Was billing seasteading as the perfect solution to the problem of finding yourself trapped
in a government that doesn't sell, that doesn't like have the same values that you have, which
I agree.
That's a problem.
I think everyone listening to this right now knows what it's like to live under a government
that does not embrace your values, but yeah, I don't see, well, they think that seasteading
is a perfect solution to that problem because you can move, right?
Like it's like, what if, you know, we wouldn't have a lot of the conflicts we have in society.
There would be no need for protests or riots if, oh, I'm not happy with what my government's
doing.
I'll just pick up and drive away.
You know?
It's modular.
Like I'll just move my house to another government.
And it's the kind of thing, they're all engineers, libertarians, and the people in these projects,
like both like libertarians and like the people who get most into seasteading and similar
sort of projects, they're all engineers and it's a very engineer answer to the problem
of like, oh yeah, well, if you're not happy with your government, you can just pick up
and move, which is technically perfect and also completely insane when you're talking
about people.
It's nonsense.
It's always like...
Okay, so everyone's supposed to leave their family behind?
Like what if they have debts somewhere?
What if they have student loans?
What about like healthcare situations?
What if it's not feasible for the vehicle that they are able to afford for them to actually
get to another place?
There's all these...
What if they don't want to leave?
They want to do something else.
Yeah, what if they want to change it?
Because there's people they love there and because like they've put a lot of sweat equity
in it and they just don't like what one faction of people are doing.
Like it doesn't...
It's the tech bro problem where it's like, figuring out tech stuff they're very good
at what they didn't go to school for, they didn't have an upbringing for understanding
human beings.
It's always the X factor that they leave out of their equation because they just don't
consider it.
And it seems to be...
Everyone has, like Dunning-Kruger is the thing, we all...

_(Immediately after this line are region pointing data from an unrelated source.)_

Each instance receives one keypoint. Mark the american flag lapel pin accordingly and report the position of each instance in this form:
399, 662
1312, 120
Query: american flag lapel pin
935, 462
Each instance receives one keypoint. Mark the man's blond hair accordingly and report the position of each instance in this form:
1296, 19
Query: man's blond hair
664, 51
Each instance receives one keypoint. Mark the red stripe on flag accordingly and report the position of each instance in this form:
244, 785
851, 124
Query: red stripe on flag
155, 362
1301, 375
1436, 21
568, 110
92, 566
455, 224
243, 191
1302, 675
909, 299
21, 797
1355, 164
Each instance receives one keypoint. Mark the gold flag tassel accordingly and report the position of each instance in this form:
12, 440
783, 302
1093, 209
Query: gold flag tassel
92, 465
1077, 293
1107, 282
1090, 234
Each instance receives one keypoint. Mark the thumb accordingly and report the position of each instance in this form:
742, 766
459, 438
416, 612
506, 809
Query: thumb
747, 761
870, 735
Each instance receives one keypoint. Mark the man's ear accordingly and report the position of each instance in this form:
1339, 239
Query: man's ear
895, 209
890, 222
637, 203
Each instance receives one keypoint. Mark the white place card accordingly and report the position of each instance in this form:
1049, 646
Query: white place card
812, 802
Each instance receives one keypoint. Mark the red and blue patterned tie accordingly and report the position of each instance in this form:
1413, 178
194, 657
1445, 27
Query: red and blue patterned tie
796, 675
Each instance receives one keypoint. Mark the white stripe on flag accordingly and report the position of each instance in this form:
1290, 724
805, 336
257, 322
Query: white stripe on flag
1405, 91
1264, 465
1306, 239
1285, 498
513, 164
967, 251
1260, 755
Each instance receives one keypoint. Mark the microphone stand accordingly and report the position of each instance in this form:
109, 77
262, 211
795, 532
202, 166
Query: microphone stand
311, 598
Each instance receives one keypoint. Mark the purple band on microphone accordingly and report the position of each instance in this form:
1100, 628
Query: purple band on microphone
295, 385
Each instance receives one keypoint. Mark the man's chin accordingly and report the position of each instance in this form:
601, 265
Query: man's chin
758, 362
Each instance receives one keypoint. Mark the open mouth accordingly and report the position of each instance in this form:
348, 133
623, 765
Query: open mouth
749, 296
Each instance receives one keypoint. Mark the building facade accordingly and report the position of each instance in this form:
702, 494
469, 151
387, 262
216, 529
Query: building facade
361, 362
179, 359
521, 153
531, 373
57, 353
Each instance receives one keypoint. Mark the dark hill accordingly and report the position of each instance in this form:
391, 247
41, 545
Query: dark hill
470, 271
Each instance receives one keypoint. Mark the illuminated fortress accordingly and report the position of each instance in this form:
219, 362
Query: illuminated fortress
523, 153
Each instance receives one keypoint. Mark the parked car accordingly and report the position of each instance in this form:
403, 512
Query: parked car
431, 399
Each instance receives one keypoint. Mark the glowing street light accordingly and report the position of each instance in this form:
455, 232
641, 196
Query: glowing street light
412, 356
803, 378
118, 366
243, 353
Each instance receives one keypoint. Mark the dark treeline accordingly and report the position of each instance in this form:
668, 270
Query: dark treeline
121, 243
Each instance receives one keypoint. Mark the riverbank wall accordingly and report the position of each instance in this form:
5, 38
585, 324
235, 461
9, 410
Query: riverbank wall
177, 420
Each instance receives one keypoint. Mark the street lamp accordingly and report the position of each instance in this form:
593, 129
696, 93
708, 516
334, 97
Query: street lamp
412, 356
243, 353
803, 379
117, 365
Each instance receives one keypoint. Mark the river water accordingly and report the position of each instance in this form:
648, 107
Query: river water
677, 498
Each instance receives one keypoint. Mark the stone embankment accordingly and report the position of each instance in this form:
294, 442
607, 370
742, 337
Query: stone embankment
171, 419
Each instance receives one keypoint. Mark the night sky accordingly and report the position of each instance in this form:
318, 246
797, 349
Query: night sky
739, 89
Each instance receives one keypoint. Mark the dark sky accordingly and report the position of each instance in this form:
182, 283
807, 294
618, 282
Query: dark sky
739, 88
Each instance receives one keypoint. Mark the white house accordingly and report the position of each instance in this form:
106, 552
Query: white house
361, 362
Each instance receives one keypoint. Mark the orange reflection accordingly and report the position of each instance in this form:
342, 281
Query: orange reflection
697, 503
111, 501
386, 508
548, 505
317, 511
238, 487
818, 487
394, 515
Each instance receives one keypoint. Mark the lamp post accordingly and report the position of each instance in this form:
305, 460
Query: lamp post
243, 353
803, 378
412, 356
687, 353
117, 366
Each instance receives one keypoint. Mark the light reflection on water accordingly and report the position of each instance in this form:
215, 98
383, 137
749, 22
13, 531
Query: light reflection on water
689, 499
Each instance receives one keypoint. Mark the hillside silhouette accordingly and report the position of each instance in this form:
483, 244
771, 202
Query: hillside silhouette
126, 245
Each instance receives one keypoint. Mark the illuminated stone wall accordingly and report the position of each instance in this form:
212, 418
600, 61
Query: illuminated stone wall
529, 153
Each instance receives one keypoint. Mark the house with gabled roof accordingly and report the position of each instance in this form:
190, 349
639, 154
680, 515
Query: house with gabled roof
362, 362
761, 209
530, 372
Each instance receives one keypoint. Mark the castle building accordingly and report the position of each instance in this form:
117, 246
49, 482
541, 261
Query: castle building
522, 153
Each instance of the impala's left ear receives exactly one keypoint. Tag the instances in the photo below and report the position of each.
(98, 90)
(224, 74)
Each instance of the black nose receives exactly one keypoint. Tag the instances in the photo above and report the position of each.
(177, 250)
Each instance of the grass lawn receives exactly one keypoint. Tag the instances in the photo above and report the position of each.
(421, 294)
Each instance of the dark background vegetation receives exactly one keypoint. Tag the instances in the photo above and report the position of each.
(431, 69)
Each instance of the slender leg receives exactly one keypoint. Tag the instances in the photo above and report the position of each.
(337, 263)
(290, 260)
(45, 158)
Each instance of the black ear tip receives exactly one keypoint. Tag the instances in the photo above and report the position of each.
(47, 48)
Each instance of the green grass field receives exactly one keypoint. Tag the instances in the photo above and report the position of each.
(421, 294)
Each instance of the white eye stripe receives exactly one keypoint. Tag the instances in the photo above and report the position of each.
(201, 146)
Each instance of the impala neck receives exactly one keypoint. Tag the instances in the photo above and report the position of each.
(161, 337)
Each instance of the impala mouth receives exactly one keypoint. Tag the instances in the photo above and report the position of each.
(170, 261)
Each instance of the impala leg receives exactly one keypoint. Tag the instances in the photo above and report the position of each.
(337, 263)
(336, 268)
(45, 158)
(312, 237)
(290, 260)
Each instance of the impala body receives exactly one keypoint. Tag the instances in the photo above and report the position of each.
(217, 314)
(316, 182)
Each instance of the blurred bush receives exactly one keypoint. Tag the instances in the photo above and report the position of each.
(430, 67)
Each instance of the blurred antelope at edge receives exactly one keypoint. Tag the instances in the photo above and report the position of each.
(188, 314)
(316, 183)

I certainly do talk sometimes on things that like we don't actually understand.
It's a human thing.
Like nobody escapes this entirely.
Right, there's probably like an expert on having sex with animals who's...
Who's like, no!
Oh, they got it all wrong.
Let me tell you about how dolphins fuck.
That's not the most fuckable animal.
Are you kidding me?
It's the giraffe.
Obviously.
Just a man with a giraffe portrait in the background of his house screaming at us through
his headphones.
I've thought about this for years, goddammit.
But for whatever reason, engineers are the...
I think the group of people most likely to be like...
And I think it's because what they do is so difficult and so in demand and so impressive.
Like a good engineer is like a wizard.
Like some of the people.
I've known a dude once we were camping with him and like he forgot to bring a headlamp
so he took apart...
He turned the headlight of his car into a functional headlamp that lasted an entire
weekend.
It took him like 30 seconds.
Right.
Like it's amazing when you can see people with that kind of like mechanical talent.
The problem with that is that like you said, they think that they understand everything
that way and that everything works that way and they don't.
Yeah, I think it's the same with like doctors and stuff like that.
Like you look at...
What's his name?
Ben Carson.
Right.
Where it's like you can be really smart about one thing and if that thing feels very important,
you get a lot of people who are like, oh my God, thank you so much.
You think, well, I must be smart about all the things and that's when things get really
wrong.
That's when things get really wrong.
Yeah.
With people like us, we're really good at things that don't matter.
So like it's...
I guess, again, you're right.
We're probably overconfident and talk about a lot of things.
This is why podcasters keep giving people medical advice about what to do with vaccinations.
Yeah, exactly.
It's the Joe Rogan phenomenon.
Yeah, Joe Rogan's like I'm very successful at what I do.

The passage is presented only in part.